# My first EV :)



## Caffe (Nov 26, 2007)

Nice work! But the design was a bit odd.


----------



## xrotaryguy (Jul 26, 2007)

Caffe said:


> the design was a bit odd.


This fact probably reflects the designer


----------



## xrotaryguy (Jul 26, 2007)

Ok, my bike is just about finished. I painted it this afternoon. I selected the shiniest paint in the garage because I want motorists to see me. 
 

I also mounted a battery charger above the motor. The body of the charger is actually mounted to the motor mount via double back tape, but I didn't feel comfortable just using that mounting tape, so I used a zip tie too just in case. The charger is hard wired to the batteries and has a small fuse in-line. 
  

I also made a cute little cord wrapping thingy out of brake line.


That's about it for now.
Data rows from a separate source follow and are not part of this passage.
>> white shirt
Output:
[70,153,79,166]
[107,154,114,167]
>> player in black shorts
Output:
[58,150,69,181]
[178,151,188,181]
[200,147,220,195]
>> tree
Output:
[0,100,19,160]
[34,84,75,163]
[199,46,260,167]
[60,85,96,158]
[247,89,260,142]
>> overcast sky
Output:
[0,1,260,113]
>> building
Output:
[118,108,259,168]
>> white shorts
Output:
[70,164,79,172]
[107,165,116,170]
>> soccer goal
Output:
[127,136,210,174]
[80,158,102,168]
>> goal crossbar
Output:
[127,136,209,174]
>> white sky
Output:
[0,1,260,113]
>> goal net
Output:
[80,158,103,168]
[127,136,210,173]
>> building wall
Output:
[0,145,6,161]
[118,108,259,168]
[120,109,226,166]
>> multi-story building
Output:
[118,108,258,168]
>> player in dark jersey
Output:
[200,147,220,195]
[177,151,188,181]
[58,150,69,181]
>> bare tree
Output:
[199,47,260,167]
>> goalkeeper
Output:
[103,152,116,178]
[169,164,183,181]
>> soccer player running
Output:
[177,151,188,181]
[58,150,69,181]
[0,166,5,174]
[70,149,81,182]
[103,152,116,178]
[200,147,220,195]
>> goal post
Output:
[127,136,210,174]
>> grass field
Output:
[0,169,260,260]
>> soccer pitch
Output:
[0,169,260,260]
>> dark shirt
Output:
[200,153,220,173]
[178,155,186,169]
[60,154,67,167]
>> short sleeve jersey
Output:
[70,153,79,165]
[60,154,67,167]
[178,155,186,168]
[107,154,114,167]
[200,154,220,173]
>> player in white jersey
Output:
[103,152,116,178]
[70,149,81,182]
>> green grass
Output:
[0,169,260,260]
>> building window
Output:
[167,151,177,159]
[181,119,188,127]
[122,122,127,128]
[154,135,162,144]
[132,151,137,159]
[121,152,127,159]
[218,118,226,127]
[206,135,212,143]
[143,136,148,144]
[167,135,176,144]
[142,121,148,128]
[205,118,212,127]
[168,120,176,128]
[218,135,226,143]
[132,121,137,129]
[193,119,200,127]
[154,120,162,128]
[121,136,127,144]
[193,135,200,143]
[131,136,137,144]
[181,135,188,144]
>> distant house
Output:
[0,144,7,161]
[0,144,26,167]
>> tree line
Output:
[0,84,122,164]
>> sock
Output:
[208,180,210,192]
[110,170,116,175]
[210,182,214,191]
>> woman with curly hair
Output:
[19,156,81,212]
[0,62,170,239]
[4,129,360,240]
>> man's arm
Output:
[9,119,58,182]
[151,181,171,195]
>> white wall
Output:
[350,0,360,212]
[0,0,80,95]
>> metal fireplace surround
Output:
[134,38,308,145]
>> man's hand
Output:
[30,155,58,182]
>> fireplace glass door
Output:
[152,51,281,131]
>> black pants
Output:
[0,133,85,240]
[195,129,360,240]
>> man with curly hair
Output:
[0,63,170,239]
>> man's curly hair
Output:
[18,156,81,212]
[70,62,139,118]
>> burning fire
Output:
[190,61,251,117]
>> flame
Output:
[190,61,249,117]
All I really need to do at this point is install a fuse between the batteries and the power switch.

btw, I did a little calculation to see how much I can save by riding this all the time instead of driving my Dodge 1/2 ton. Given the length of my commute, filling the Dodge costs about $360 :? per month. The same commute on my bicycle costs me about $3.54 per month. 8)


----------



## MPaulHolmes (Feb 23, 2008)

Total cost: $230. 
Just an on/off switch. 60v 7ah lead acid junk batteries. I'm not sure of the top speed.

http://youtube.com/watch?v=iit8kUfBWOg


----------